The Swiss Franc (CHF) shows strength, fueling speculation that the Swiss National Bank (SNB) could be the first major central bank to implement a significant rate cut this year. Economists predict the SNB might announce a 25 basis points rate cut at its September meeting.
Additionally, Swiss inflation fell to 1.1% year-on-year in August, heightening speculation about a potential rate cut. Traders are expected to closely monitor this week’s Trade Balance data to assess Swiss economic conditions.
Swiss Franc FAQs
The Swiss Franc (CHF) is Switzerland’s official currency. It is among the top ten most traded currencies globally, reaching volumes that well exceed the size of the Swiss economy. Its value is determined by the broad market sentiment, the country’s economic health or action taken by the Swiss National Bank (SNB), among other factors. Between 2011 and 2015, the Swiss Franc was pegged to the Euro (EUR). The peg was abruptly removed, resulting in a more than 20% increase in the Franc’s value, causing a turmoil in markets. Even though the peg isn’t in force anymore, CHF fortunes tend to be highly correlated with the Euro ones due to the high dependency of the Swiss economy on the neighboring Eurozone.

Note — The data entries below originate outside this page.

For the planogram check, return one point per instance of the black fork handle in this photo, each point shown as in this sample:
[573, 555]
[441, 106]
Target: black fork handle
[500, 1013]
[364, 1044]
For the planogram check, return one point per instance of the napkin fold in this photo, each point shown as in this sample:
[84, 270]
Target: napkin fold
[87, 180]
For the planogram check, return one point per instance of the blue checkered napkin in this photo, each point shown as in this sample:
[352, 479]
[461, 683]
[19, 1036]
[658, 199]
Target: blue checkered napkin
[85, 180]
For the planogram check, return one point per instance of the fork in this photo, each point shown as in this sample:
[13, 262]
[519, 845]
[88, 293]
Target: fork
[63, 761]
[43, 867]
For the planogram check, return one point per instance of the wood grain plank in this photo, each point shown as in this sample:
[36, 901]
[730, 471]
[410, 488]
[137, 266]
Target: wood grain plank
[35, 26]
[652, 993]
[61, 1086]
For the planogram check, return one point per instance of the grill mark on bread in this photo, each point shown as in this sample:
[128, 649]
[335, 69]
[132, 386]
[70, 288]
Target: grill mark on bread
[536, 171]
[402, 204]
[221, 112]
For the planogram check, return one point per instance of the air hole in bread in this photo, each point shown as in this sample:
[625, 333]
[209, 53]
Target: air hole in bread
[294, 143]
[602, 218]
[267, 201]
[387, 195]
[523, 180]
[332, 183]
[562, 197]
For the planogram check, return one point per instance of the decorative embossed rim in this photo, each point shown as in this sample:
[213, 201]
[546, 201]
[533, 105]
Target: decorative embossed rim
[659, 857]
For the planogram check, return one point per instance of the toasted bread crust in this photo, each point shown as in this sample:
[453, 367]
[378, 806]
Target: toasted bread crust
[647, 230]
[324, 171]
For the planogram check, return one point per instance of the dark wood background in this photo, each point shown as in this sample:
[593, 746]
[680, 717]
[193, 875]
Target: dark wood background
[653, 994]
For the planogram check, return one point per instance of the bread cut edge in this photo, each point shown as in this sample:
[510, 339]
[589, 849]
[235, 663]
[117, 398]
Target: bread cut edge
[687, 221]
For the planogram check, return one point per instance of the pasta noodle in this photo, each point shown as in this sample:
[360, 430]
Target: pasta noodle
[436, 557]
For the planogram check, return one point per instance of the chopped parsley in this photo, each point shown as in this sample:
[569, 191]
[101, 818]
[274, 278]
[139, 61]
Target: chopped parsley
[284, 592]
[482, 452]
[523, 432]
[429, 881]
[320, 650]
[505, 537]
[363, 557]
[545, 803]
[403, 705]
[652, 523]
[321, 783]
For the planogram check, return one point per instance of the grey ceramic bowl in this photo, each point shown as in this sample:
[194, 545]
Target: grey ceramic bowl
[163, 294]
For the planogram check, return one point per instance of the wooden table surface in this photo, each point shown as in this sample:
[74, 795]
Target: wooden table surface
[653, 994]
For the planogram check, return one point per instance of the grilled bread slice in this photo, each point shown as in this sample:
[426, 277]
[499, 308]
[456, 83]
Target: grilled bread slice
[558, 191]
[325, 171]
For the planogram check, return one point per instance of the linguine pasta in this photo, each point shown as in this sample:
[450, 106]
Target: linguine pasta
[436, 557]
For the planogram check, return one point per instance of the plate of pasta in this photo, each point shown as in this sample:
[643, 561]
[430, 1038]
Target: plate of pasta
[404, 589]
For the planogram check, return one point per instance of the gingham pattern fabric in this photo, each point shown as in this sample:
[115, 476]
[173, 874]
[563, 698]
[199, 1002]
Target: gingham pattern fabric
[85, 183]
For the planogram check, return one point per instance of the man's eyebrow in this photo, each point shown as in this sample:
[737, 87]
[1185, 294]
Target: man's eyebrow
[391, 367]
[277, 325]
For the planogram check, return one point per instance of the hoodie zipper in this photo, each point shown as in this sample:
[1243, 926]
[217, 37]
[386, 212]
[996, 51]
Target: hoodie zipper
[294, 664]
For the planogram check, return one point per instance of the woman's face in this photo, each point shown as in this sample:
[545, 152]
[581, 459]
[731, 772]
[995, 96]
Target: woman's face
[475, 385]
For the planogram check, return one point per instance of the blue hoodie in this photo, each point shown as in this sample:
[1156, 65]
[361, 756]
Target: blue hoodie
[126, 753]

The Swiss Franc (CHF) is considered a safe-haven asset, or a currency that investors tend to buy in times of market stress. This is due to the perceived status of Switzerland in the world: a stable economy, a strong export sector, big central bank reserves or a longstanding political stance towards neutrality in global conflicts make the country’s currency a good choice for investors fleeing from risks. Turbulent times are likely to strengthen CHF value against other currencies that are seen as more risky to invest in.
The Swiss National Bank (SNB) meets four times a year – once every quarter, less than other major central banks – to decide on monetary policy. The bank aims for an annual inflation rate of less than 2%. When inflation is above target or forecasted to be above target in the foreseeable future, the bank will attempt to tame price growth by raising its policy rate. Higher interest rates are generally positive for the Swiss Franc (CHF) as they lead to higher yields, making the country a more attractive place for investors. On the contrary, lower interest rates tend to weaken CHF.
Macroeconomic data releases in Switzerland are key to assessing the state of the economy and can impact the Swiss Franc’s (CHF) valuation. The Swiss economy is broadly stable, but any sudden change in economic growth, inflation, current account or the central bank’s currency reserves have the potential to trigger moves in CHF. Generally, high economic growth, low unemployment and high confidence are good for CHF. Conversely, if economic data points to weakening momentum, CHF is likely to depreciate.
As a small and open economy, Switzerland is heavily dependent on the health of the neighboring Eurozone economies. The broader European Union is Switzerland’s main economic partner and a key political ally, so macroeconomic and monetary policy stability in the Eurozone is essential for Switzerland and, thus, for the Swiss Franc (CHF). With such dependency, some models suggest that the correlation between the fortunes of the Euro (EUR) and the CHF is more than 90%, or close to perfect.